Covid-19: au bureau, un mètre de distance suffit-il vraiment?

«Silence dans l’espace ouvert! Cette instruction, peut-être un jour, vous devrez l’observer. Car face à Covid-19, la règle du télémètre n’est pas la garantie absolue de ne pas être infecté par votre voisin de bureau.

Une étude qui vient d’être publiée par le British Medical Journal montre que c’est en pensant au-delà de la fin de ce petit compteur que l’on pourrait être beaucoup plus efficace.
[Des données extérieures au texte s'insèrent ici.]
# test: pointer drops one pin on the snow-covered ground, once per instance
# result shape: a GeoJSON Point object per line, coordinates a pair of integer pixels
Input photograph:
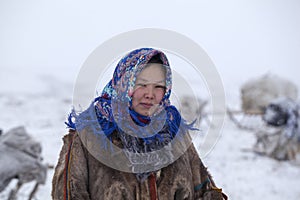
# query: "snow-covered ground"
{"type": "Point", "coordinates": [40, 99]}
La règle d’or qui nous a été répétée depuis le début de l’épidémie relèverait même de «science obsolète», approche «dépassée», s’attaquent ces experts de l’université d’Oxford et du MIT.

Tableau à l’appui, ils montrent que se protéger contre le Covid-19, ce n’est pas seulement une question d’espace. Le fait que l’on travaille dans un endroit calme ou pas, qu’il y en ait beaucoup ou pas, que les locaux soient sains, ça compte tout autant. Alors qu’un nouveau protocole santé entre en vigueur mardi dans les entreprises, leur modélisation des risques donne matière à réflexion.
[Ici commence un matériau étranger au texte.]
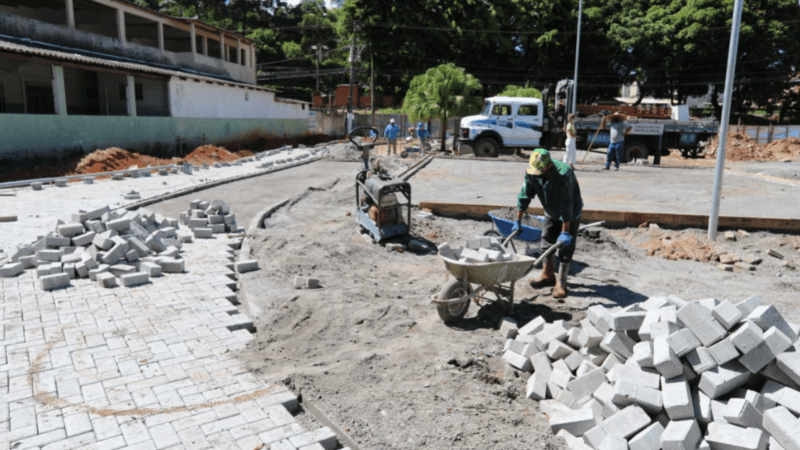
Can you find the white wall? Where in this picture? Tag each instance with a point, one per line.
(192, 99)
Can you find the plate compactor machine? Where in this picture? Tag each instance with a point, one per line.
(381, 199)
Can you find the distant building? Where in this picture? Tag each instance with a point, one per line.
(86, 74)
Calme et bonne climatisation

Comme vous vous en doutez, les chances d’attraper Covid-19 sont presque nulles s’il y a peu de personnes ensemble, à condition que la ventilation fonctionne bien. Là où cela devient difficile, c’est lorsque de nombreux employés se retrouvent dans le même espace, même temporairement. Dans ce cas, il vaut mieux ne pas être trop agité et… ne pas trop bavarder. Car plus il y a de brouhaha, mieux le virus va circuler par effets d’aérosol, c’est-à-dire par suspension de très fines particules dans l’air!

Et si, en plus, les flux d’air intérieur sont pauvres ou mal régulés, là, le risque augmente à nouveau! Donc, dans ce genre de situation, nous gardons le masque en permanence. Si elle était supprimée, ne serait-ce que pendant dix minutes, le risque deviendrait alors maximal. Pour résumer, les meilleures conditions pour faire face à la récupération sont le calme, une climatisation bien régulée, couplée à une ventilation régulière des locaux, pas trop de va-et-vient, pas de cris, le moins de rencontres physiques possible. , bocaux le soir …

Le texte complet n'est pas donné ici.